Clinic A handed you four candidate lenses. Clinic B handed you four more. This one hands you nothing — eleven lenses, six live cases, and the discipline to pick cold is the entire game now.
Run the roll call: L01 dominance test — wins no matter what they do. L02 value the matrix — model their objective, not yours. L03 iterated dominance — cross off what a rational opponent would never do. L04 best response & Nash — the stable pair when nobody has a dominant move. L05 coordination & focal points — when the fight is agreeing, not winning. L06 sequential games & backward induction — someone moves first, the other reacts. L07 commitment & credibility — giving up your own options on purpose. L08 repeated games — the shadow of the future and tit-for-tat. L09 signaling & screening — one side knows more, and either proves it or designs a menu. L10 bargaining & BATNA/ZOPA — your power is your walk-away. L11 mechanism design — you don't play the game, you write its rules.
Below are six situations from your real world, stripped of their labels, drawn from the same live decisions in DECISIONS.md. Three lean on the newest tools. Two are cumulative — the correct lens could be any of the eleven, and the wrong answers on offer are the ones people reach for out of habit. One is a trap: a shape that looks like a deal to be split but isn't one at all. Diagnose first. Solving is the easy part once you've named the shape correctly.
Your particular consult price sits well above what three other clinics in Porto Alegre charge — and instead of just asserting quality, you publish your real GTR and complication rates on your site for anyone to check before they book.
Which lens?
A health-plan administrator offers to add your practice to their network — but before naming a number, you first tally what you already bill self-pay for that same volume, because that's what you'd keep doing if this negotiation goes nowhere.
Which lens?
You pay referring physicians a flat fee per patient they send, no matter whether that patient shows up for a consult — and lately the referrals have skewed toward padded, low-acuity leads chasing the fee rather than genuine cases.
Which lens fixes this?
You publish, in writing, on the SlideCraft pricing page: Expert-tier subscribers keep their $59 rate for life, even after list price rises — and you deliberately make it a public promise, not a quiet internal policy, so you can't walk it back later without visibly breaking your word.
Which lens, now that all eleven are in play?

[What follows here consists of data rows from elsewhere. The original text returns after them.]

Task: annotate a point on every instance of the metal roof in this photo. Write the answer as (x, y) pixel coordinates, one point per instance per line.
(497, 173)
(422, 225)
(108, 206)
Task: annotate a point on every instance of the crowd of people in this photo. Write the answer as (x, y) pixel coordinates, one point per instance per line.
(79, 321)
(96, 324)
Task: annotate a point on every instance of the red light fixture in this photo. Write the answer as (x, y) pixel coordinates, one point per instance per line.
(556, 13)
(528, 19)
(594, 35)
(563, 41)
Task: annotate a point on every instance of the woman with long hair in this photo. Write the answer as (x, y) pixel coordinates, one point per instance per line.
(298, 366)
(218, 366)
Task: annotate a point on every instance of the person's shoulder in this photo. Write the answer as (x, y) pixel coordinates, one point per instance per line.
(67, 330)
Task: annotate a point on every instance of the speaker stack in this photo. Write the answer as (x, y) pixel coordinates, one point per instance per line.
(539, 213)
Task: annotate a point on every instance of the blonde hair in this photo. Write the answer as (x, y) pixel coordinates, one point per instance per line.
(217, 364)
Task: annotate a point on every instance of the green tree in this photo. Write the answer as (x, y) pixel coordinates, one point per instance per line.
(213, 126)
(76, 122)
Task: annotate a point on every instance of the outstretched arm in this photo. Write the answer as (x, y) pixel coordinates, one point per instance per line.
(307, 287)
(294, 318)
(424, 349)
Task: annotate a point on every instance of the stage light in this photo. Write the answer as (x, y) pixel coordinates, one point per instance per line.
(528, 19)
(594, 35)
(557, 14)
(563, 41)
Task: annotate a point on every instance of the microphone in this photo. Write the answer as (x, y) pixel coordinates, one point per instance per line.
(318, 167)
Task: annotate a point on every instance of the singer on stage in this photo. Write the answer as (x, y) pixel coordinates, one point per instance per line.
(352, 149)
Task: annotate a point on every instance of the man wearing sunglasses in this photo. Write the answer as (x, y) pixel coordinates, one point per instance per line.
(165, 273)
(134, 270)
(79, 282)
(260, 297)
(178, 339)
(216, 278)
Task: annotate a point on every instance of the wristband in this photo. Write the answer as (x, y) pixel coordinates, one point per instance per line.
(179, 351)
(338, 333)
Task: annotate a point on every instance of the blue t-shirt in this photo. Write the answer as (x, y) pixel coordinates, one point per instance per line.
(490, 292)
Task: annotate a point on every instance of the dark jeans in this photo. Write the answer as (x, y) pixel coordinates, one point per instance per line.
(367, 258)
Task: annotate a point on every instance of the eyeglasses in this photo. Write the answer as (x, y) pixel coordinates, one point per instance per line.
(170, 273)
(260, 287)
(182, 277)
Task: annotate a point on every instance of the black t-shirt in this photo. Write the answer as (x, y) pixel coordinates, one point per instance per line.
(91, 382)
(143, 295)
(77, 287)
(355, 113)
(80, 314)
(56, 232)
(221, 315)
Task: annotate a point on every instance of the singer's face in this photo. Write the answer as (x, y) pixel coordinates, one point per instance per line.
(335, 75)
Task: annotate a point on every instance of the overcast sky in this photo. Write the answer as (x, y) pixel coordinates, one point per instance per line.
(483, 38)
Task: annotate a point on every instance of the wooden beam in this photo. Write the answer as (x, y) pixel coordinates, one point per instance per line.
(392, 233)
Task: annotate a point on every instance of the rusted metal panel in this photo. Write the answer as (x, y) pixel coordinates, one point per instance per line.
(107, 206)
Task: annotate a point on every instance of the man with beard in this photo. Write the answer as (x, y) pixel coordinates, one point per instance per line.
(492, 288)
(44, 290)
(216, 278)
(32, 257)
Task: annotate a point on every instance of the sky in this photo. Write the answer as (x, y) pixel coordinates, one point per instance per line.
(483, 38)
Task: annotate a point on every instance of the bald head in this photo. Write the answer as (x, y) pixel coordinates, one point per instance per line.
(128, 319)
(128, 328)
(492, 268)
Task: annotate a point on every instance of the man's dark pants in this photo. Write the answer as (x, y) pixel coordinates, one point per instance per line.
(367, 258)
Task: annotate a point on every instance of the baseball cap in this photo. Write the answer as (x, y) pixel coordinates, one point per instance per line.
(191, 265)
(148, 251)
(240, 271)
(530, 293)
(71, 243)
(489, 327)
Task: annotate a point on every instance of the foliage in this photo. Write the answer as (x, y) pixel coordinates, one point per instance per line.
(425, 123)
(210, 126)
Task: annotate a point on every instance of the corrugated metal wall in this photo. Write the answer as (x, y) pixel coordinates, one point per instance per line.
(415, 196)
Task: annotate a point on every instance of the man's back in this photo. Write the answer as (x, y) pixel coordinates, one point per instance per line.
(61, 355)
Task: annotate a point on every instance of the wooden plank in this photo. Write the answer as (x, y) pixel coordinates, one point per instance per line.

You raise your Google Ads bid on your shared keyword and leave it running, visible, at the top of the results all month — before the rival clinic sets its own bid for the period — counting on them anchoring their number off whatever they see sitting above them.
Which lens?
A prospective device sponsor for the skull-base course tells you, plainly, that their entire regional marketing line for this quarter is capped at R$12,000 — full stop, no exceptions. You already hold a signed offer from another sponsor for R$18,000.
Which lens?
| If you catch yourself thinking… | Reach for |
|---|---|
| "Wait — which of the first eight tells was this again?" | Clinics A (L01–04) & B (L05–08) hold those fingerprints — this page only adds L09–11 |
| "I know something they don't — words alone won't prove it" | Signaling (L09) — take the costly, hard-to-fake action |
| "They know something I don't — I need them to sort themselves" | Screening (L09) — design the menu, let them self-select |
| "The first question isn't what I want — it's what I get if we don't agree" | Bargaining & BATNA/ZOPA (L10) — find floor, ceiling, surplus |
| "My floor sits above their ceiling — no price beats both outside options" | No ZOPA (L10) — take your BATNA and walk |
| "I'm not really a player here — I get to write the rules" | Mechanism design (L11) — redesign so honest is each player's best move |
Eleven lenses are useless if you can't tell, cold, which one a live situation needs. The tool was never the hard part — recognising the shape before you reach for anything is. That recognition is the actual course.
Do this before you next solve anything. Open DECISIONS.md, pick a row from Live Now or Recurring — the payer matrix, the sponsorship ask, the referral incentive redesign, whichever is most live this week. Before reaching for any matrix, write one line: which of the eleven lenses is it? Not a category from this page — from the whole arc.
Then say why in a sentence, solve it, act on it, and move the row to Resolved once it plays out. Write the REVIEW-*.md — predicted outcome vs. actual, and what the matrix got wrong. That back-half honesty is what turns eleven quiz lenses into one working instinct.